Supremes Protect Title IX Whisteblower

Critical decision protecting both gender equality and workers rights

In a close 5-4 decision (O'Connor the positive swing vote on this one), the Supreme Court held today that a coach complaining of violations by Birmingham public schools of Title IX rules requiring equality in womens' sports was protected against retaliation for his charges.

Title IX is silent on whether a whistleblower who has not suffered direct harm themselves have a right to sue for such retaliation.
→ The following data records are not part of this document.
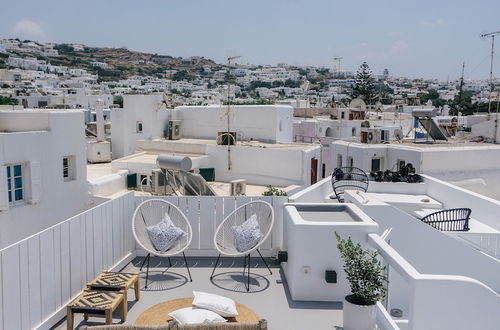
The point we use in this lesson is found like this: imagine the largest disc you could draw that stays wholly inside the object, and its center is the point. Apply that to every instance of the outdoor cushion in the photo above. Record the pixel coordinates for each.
(194, 315)
(248, 234)
(221, 305)
(164, 234)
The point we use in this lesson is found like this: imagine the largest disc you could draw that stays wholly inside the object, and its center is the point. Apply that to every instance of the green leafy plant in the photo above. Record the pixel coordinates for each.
(364, 271)
(272, 191)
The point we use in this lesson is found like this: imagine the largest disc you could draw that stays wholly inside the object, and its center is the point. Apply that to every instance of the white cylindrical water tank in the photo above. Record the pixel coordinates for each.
(172, 162)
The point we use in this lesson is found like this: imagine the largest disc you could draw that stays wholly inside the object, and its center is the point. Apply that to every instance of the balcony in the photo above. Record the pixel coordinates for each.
(41, 274)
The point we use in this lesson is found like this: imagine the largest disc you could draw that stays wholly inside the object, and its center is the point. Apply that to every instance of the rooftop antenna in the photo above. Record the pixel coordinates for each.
(460, 90)
(492, 36)
(228, 114)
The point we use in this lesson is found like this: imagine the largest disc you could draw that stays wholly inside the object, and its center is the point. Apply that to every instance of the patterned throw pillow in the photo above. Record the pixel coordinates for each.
(164, 234)
(248, 234)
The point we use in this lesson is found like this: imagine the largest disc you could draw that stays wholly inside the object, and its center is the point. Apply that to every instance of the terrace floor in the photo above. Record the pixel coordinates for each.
(268, 295)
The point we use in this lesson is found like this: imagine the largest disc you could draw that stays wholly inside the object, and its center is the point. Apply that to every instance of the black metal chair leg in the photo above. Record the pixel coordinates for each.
(187, 266)
(248, 278)
(143, 262)
(265, 263)
(147, 272)
(215, 266)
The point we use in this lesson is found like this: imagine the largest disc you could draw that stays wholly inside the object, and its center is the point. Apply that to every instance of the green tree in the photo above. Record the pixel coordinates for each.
(363, 85)
(6, 100)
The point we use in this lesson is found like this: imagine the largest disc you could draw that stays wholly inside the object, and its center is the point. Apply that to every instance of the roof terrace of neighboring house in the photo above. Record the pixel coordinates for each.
(250, 161)
(429, 270)
(467, 164)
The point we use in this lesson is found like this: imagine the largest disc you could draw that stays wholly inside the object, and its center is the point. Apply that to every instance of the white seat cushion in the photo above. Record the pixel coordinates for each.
(221, 305)
(194, 315)
(248, 234)
(164, 234)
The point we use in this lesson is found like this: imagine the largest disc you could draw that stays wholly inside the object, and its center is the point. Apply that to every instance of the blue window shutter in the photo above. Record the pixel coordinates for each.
(4, 199)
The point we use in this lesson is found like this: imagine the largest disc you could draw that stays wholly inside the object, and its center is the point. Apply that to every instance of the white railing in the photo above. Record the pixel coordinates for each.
(207, 212)
(488, 243)
(41, 274)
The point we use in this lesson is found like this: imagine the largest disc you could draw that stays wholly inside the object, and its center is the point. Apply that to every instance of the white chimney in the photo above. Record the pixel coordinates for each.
(99, 106)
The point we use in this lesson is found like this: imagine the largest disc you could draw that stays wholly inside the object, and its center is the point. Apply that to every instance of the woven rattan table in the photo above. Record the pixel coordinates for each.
(158, 314)
(96, 302)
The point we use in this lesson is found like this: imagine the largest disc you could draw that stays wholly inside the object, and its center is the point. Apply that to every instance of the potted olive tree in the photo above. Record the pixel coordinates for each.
(367, 278)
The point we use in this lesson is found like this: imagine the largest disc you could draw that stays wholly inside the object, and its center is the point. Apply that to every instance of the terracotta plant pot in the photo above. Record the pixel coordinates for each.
(358, 317)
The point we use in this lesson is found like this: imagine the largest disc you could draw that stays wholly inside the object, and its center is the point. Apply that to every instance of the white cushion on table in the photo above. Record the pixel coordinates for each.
(194, 315)
(221, 305)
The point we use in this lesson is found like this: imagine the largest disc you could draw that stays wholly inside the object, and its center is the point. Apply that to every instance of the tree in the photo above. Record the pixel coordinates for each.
(363, 85)
(6, 100)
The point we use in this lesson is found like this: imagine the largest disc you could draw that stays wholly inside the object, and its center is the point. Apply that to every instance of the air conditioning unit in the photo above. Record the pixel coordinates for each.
(384, 135)
(174, 131)
(238, 187)
(373, 136)
(157, 182)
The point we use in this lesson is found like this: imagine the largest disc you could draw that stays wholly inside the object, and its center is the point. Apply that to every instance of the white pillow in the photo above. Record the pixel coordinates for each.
(221, 305)
(164, 234)
(248, 234)
(193, 315)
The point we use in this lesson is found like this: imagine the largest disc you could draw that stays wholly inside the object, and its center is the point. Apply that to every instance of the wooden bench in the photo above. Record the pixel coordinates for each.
(97, 302)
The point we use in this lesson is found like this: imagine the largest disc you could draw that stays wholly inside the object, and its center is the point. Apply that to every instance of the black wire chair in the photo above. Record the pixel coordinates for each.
(348, 178)
(449, 220)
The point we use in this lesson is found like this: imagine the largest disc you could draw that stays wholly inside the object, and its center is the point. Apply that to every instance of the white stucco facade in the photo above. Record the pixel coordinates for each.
(38, 141)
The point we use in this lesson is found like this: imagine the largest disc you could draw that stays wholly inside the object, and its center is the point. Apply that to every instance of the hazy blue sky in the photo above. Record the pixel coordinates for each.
(410, 38)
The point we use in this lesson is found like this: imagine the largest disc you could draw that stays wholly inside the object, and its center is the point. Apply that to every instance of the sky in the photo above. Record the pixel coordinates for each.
(415, 39)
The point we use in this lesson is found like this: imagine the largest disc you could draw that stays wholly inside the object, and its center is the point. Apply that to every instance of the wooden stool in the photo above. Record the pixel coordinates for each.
(96, 302)
(112, 281)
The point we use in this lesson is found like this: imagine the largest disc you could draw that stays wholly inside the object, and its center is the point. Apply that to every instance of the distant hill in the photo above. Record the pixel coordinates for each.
(123, 63)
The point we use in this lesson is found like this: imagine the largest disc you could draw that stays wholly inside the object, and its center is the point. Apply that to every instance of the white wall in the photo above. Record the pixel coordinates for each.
(268, 123)
(143, 108)
(50, 199)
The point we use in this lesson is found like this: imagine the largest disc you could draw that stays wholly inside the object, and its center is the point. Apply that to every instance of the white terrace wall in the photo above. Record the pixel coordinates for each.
(41, 274)
(207, 212)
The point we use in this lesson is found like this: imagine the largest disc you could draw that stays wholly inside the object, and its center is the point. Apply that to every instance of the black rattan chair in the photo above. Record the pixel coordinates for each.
(348, 178)
(449, 220)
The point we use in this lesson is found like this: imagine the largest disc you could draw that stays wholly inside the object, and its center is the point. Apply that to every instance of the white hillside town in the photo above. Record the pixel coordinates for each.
(147, 190)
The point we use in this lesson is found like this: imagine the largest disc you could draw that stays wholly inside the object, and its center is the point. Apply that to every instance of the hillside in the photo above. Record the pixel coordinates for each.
(124, 63)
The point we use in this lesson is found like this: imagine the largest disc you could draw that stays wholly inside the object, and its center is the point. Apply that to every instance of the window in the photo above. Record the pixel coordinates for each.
(69, 168)
(15, 183)
(376, 164)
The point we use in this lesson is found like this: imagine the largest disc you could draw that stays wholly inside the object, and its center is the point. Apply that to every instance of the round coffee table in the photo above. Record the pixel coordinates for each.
(158, 314)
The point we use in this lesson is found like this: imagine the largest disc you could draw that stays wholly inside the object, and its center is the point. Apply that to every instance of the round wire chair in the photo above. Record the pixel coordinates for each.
(224, 239)
(150, 212)
(348, 178)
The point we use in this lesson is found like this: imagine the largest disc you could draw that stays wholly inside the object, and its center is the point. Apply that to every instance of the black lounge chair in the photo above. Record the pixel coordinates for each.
(348, 178)
(449, 220)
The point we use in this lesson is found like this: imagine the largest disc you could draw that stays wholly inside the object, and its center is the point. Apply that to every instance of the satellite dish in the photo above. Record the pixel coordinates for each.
(358, 103)
(398, 134)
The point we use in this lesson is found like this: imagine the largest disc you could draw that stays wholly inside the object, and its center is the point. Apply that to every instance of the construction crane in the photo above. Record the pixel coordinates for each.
(338, 58)
(492, 36)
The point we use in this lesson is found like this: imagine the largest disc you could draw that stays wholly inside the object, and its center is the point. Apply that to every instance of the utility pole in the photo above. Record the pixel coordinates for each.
(228, 114)
(460, 91)
(492, 36)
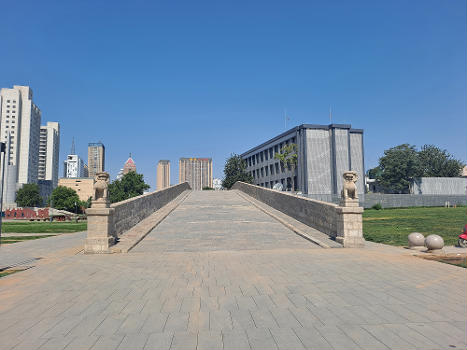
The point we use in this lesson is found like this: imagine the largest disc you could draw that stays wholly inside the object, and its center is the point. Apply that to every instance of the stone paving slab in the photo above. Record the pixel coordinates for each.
(21, 253)
(253, 287)
(296, 226)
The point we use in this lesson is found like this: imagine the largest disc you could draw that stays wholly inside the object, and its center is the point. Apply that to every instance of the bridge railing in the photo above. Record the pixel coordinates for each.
(342, 223)
(106, 222)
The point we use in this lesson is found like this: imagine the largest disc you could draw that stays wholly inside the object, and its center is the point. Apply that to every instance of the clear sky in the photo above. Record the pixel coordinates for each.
(171, 79)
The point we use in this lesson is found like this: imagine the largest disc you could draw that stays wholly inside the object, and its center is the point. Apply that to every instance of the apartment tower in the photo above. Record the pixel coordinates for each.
(49, 149)
(96, 158)
(20, 121)
(163, 174)
(196, 171)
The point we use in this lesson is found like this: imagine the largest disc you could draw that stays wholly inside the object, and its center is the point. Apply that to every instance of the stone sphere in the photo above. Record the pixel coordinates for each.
(416, 239)
(434, 242)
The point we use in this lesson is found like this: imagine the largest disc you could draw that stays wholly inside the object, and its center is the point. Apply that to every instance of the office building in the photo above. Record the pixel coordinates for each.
(129, 166)
(196, 171)
(73, 166)
(96, 158)
(217, 184)
(84, 187)
(163, 174)
(49, 149)
(324, 153)
(20, 121)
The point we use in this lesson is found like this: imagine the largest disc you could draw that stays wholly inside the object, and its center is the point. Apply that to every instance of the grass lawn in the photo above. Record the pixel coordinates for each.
(43, 227)
(391, 226)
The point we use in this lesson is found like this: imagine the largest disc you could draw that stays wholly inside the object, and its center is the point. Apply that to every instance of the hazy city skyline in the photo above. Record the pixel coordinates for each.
(209, 79)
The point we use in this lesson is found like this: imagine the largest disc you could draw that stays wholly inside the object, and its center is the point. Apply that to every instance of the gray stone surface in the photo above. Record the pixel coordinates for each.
(219, 273)
(341, 222)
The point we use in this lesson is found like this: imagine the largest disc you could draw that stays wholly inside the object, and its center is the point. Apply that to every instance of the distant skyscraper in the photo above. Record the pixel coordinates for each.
(49, 152)
(163, 174)
(20, 121)
(196, 171)
(96, 158)
(129, 166)
(73, 166)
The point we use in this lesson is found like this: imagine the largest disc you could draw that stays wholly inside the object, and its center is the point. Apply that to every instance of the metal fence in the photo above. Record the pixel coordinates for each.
(398, 200)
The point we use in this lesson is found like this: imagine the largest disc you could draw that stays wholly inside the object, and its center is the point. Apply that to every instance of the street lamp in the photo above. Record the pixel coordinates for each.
(2, 151)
However, the court explained that any time a law prohibits discrimination, a person speaking out on the existence of such discrimination -- even if the initial discrimination was not aimed at them -- have themselves suffered discrimination if any retaliation then occurs.

This is a major victory for whistleblowers, since it announces a principle that those witnessing illegal activity need not wait for direct harm to themselves to act:

Without protection from retaliation, individuals who witness discrimination would likelynot report it, indifference claims would be short-circuited, and the underlying discrimination would go unremedied.
Such witnesses are often the best people to help enforce laws, because they are in a better position to monitor social harm than government agencies:
teachers and coaches such as Jackson are often in the best position to vindicate the rights of their students because they are better able to identify discrimination and bring it to the attention of administrators.
How far this principle will be expanded to other areas of the law will be seen, but it does mean that the failure of a law to specifically protect whistleblowers does not automatically shut the court room door to a legal claim.